See on the Western Tower is sitting lone
The dark-haired Orphan, and that dark hair hangs,
Escaping from the fillet round its braids,

In sable shadows o'er the snow-white shroud.
Why didst thou leave the Orphans, Unimore?
Thou shouldst have staid with us a little while,
And seen the wretches laid into their graves!"
Lying upon the Eastern Battlement,

All heedlessly diffused as if in dreams

Among the sunshine on the greensward brae,
The bright-haired Orphan, with her golden locks
Dim in the piteous moonlight, sings a song
Of human love, as holy as a hymn

Of love divine, and still at every close
Pathetic, breathes the name of Unimore.

At the same time they cease their singing wild,
And passing to and fro along the edge
Of death, unconscious of th' abyss profound,
Still as they meet, but meeting never touch,
They blend their mournful voices into one,
Hymning the same strain to the Throne of Grace,
The same strain they did at the Altar sing,
Kneeling together in the Oratory

The day that witness'd Unimore's Return.

Mute, motionless the gazers all below;
No stir, no whisper; for they dread to wake
The shrouded Sleepers safe now in their sleep,
But were it broken, what a fearful fall

Instant would dash their bodies into death!

There stands apart the melancholy Seer,

And in humiliation there the Priest;

There maidens stand who from the mountains came

To tend the dying Orphans, or to weep

Their unavailing tears; and clansmen there
In moody silence thinking on their Chief,

And wondering in their feälty that one

So bright and brave, and like his blameless sire,
Could so have sinn'd; yet after him their prayers
Are sent to guard his Ship upon the sea.

Lo! gliding o'er the greenward esplanade
In front of the old Castle, side by side,
Yet touching not their figures nor their hands,
Shadowy and strange the shrouded Sisters go,
And carry now their snow-white beauty dim
Away to the dark woods! Then disappear,
Each by a well-known pathway of her own,
Into the Glen of Prayer. All follow them
With reverential footsteps still'd by fear
And by love hasten'd, down the shaggy depth,
At whose base roars a river bridged with trees
Storm-laid across the chasms, by their old roots
Held fast, and on the opposing precipice
Green their top branches, living bridges bright
With mossy verdure, but their shaking stems
Hanging unledged o'er foamy waterfalls.

A perilous place! But oft their sportive feet Have glided o'er these bridges, as the fawns Fearless behind their dam, when she instructs

Their steps in danger, ere the hunter's horn
Startle her lonely lair; and they have learnt
To look down o'er the chasms, like youngling birds
All unafraid within their hanging nests
Above the spray of cataracts; their eyes
Familiar with the foam that floats below
As with the clouds that sail along the sky.
And on these bridges oft hath Unimore
Led them along, a Sister on each side,

For so he then would call them-and sometimes
There glided with him only one, alone

With her Destroyer,-then she was his Bride!
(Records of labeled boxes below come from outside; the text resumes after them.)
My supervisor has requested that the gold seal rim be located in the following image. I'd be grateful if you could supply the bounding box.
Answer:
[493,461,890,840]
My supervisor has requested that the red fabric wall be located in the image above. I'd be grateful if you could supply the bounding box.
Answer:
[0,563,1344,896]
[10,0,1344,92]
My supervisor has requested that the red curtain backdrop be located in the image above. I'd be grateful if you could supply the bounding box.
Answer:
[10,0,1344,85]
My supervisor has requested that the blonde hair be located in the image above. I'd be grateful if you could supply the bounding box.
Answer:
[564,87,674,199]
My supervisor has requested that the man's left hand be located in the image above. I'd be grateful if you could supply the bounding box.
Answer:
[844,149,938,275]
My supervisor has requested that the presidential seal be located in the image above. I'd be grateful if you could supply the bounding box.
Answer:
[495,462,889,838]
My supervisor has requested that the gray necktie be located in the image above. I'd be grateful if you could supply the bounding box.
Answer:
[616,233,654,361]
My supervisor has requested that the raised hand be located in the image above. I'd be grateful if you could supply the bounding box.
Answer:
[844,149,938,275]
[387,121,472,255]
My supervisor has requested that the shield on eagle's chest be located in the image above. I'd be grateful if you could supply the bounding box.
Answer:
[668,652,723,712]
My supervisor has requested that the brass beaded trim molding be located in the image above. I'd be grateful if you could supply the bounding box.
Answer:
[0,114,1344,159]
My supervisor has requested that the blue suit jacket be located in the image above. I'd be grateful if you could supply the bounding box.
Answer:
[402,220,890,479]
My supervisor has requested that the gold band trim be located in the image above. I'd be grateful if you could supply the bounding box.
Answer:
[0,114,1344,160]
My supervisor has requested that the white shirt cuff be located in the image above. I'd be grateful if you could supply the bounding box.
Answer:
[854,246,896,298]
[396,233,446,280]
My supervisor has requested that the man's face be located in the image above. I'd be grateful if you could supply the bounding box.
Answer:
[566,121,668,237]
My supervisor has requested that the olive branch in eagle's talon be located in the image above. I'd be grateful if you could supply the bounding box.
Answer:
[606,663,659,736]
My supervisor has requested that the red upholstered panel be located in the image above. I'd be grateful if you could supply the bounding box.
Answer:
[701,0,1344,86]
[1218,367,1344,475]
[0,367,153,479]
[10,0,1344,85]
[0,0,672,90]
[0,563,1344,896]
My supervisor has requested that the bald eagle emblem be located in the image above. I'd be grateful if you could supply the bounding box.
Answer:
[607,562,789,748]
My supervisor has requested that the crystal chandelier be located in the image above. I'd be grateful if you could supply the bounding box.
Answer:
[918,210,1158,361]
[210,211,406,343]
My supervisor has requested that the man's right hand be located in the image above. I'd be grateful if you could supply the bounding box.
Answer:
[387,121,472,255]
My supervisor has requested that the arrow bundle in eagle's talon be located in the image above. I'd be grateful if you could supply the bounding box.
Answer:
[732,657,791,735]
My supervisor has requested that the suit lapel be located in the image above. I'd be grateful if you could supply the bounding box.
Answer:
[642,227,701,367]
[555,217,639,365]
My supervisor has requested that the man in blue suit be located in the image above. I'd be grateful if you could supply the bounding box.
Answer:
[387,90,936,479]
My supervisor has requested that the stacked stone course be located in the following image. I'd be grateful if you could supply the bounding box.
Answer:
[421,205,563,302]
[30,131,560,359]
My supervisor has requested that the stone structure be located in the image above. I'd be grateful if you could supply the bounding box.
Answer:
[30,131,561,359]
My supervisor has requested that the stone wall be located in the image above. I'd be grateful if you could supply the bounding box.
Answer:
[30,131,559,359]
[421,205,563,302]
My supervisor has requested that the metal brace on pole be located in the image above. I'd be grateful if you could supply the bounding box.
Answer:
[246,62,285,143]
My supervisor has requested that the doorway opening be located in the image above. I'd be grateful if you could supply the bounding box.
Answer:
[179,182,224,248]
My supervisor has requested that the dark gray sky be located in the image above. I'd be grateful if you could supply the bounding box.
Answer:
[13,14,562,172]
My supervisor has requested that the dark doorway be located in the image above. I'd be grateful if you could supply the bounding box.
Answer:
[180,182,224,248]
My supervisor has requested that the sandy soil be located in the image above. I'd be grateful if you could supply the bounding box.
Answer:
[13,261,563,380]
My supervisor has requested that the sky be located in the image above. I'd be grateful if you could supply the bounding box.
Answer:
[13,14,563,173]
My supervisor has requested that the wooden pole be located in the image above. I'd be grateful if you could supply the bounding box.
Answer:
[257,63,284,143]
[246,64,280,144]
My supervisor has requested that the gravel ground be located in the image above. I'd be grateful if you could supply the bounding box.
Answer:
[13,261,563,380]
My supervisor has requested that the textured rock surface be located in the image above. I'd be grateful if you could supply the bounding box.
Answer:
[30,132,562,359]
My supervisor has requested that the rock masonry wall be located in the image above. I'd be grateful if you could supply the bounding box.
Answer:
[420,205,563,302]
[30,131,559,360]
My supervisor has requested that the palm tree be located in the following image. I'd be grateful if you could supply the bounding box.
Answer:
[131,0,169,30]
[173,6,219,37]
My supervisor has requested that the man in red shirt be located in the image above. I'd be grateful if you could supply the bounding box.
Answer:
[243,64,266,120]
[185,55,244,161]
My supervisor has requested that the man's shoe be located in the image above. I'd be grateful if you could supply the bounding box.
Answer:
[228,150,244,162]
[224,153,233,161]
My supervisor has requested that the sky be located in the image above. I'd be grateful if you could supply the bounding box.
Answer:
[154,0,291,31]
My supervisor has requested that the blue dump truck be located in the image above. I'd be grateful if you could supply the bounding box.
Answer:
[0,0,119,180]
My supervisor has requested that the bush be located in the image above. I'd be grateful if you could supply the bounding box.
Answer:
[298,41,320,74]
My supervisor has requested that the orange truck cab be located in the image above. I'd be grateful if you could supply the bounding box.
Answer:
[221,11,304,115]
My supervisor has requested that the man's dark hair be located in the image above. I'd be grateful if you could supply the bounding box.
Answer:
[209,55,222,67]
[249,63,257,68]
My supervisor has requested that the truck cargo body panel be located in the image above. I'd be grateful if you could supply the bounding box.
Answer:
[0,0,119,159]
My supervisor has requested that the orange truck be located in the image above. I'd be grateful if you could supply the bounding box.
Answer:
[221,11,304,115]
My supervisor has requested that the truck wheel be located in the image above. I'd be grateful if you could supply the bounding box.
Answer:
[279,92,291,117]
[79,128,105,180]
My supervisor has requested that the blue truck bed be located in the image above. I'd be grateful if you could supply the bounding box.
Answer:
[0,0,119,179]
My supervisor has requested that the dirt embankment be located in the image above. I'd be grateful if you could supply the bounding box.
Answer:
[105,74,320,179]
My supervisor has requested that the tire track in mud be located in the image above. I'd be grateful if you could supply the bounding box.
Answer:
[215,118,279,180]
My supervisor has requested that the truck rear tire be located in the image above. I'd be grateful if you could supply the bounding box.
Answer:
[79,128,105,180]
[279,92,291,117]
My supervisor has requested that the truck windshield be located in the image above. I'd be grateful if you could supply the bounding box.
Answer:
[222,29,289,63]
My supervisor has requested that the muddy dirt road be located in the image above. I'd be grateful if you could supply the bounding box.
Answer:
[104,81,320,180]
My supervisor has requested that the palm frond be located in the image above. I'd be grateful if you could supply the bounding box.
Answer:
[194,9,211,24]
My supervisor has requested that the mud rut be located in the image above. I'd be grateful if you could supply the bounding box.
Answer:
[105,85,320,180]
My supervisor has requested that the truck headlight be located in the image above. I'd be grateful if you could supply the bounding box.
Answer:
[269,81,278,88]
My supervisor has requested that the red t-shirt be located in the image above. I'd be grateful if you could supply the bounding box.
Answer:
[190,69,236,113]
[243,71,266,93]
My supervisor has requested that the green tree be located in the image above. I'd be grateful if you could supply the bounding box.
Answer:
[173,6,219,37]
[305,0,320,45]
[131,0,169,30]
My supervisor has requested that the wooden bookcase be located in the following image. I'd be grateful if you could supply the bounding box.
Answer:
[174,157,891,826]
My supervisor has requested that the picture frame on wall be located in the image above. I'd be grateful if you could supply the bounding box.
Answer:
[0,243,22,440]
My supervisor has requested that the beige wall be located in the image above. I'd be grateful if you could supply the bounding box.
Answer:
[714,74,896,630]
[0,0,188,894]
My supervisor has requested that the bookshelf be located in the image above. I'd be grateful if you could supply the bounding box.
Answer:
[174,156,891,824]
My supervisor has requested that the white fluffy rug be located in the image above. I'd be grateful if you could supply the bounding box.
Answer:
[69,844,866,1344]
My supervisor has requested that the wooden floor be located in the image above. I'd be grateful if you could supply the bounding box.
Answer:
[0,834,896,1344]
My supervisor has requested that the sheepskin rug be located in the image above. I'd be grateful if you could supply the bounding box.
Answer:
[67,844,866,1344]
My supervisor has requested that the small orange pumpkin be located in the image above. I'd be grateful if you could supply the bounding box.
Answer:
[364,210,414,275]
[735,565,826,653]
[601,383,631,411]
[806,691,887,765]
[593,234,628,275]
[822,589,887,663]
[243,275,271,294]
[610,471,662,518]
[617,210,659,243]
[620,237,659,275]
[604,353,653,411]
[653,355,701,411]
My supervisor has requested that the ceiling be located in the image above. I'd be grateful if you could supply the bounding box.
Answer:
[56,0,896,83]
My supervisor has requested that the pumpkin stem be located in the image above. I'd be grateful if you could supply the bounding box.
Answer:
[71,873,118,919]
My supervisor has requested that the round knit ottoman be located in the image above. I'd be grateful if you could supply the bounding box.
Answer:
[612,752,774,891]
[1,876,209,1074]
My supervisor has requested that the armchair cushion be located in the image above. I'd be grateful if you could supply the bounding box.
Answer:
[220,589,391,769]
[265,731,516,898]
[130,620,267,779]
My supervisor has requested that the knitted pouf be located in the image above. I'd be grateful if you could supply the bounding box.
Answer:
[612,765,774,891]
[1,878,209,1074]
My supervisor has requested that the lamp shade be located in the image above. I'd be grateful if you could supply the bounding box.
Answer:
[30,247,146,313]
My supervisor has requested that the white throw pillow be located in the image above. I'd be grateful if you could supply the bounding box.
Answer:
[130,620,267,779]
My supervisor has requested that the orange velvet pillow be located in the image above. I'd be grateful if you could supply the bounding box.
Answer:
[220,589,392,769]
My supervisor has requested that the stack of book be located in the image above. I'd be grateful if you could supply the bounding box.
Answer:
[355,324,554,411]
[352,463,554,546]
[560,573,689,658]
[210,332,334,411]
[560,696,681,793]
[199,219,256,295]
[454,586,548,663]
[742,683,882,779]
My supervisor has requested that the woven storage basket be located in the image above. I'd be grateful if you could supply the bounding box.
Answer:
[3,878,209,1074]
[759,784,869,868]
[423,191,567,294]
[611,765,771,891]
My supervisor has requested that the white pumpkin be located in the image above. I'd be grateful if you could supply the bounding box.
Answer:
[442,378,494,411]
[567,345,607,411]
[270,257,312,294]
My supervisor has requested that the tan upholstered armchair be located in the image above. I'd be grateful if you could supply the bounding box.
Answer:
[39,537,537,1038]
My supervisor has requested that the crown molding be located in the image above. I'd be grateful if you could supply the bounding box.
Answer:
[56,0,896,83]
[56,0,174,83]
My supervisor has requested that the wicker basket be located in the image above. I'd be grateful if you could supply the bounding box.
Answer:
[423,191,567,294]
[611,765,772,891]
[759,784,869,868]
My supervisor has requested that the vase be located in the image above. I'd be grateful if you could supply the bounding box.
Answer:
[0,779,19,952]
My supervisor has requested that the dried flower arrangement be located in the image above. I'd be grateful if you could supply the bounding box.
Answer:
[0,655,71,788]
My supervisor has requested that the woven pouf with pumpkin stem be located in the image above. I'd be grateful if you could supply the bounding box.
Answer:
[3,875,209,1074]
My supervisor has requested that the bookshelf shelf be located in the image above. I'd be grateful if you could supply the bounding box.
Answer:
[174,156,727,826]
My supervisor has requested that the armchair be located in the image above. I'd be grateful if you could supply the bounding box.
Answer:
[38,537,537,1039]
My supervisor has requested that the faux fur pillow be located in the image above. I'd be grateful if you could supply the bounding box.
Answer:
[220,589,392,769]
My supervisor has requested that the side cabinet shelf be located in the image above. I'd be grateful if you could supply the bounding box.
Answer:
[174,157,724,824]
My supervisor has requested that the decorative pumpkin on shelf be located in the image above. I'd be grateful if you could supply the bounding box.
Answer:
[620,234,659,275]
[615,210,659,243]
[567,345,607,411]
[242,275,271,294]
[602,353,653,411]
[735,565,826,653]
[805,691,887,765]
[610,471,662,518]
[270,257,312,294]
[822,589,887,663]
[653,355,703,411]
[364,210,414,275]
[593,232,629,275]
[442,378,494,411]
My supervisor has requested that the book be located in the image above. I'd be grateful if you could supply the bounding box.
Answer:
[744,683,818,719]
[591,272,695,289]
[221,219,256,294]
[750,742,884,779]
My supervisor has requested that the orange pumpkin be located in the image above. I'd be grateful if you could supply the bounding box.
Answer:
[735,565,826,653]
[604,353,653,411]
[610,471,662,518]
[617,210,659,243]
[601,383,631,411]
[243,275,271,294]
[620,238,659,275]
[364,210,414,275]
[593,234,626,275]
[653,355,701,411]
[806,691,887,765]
The Group is gather'd on the Isle of Rocks;
And lo! across the giant pine-tree flung
From cliff to cliff across a chasm, midway
Between the blue air and the water black,
The Orphans walk, and as they walk they meet,
And meeting they awake. The dismal noise
Below them of the boiling cataract,
The horrid glimmer of the swimming cliffs,
And dim affrightments of the hideous chasm
Enveloping their being all at once

In what now seemeth death, a shrilly shriek
From both their bosoms wrench insanely out,
"O God of mercy-save us, Jesu! save!"
And yet each fearing for the other more
Than for herself, with mutual clasp they clutch
Each other's bodies in a last embrace,

And from the pine-tree swerving, not a hand
Stretch'd from on high to save, into the Pool
Raging below they drop, and whirl'd a while
Like weeds or branches round about on foam,
They disappear, while all the Isle of Rocks
Is one wild outcry vainly piercing heaven!

Despair may seek to lift the coffin-lid
As if it madly dreamt life might be there!
Despair may go into the mouldy vault
And strive to think the echo of its feet
The stirring of the shrouded. But Despair
May shoot not down that chasm its blinded eyes,
And know not that the Orphans are with God.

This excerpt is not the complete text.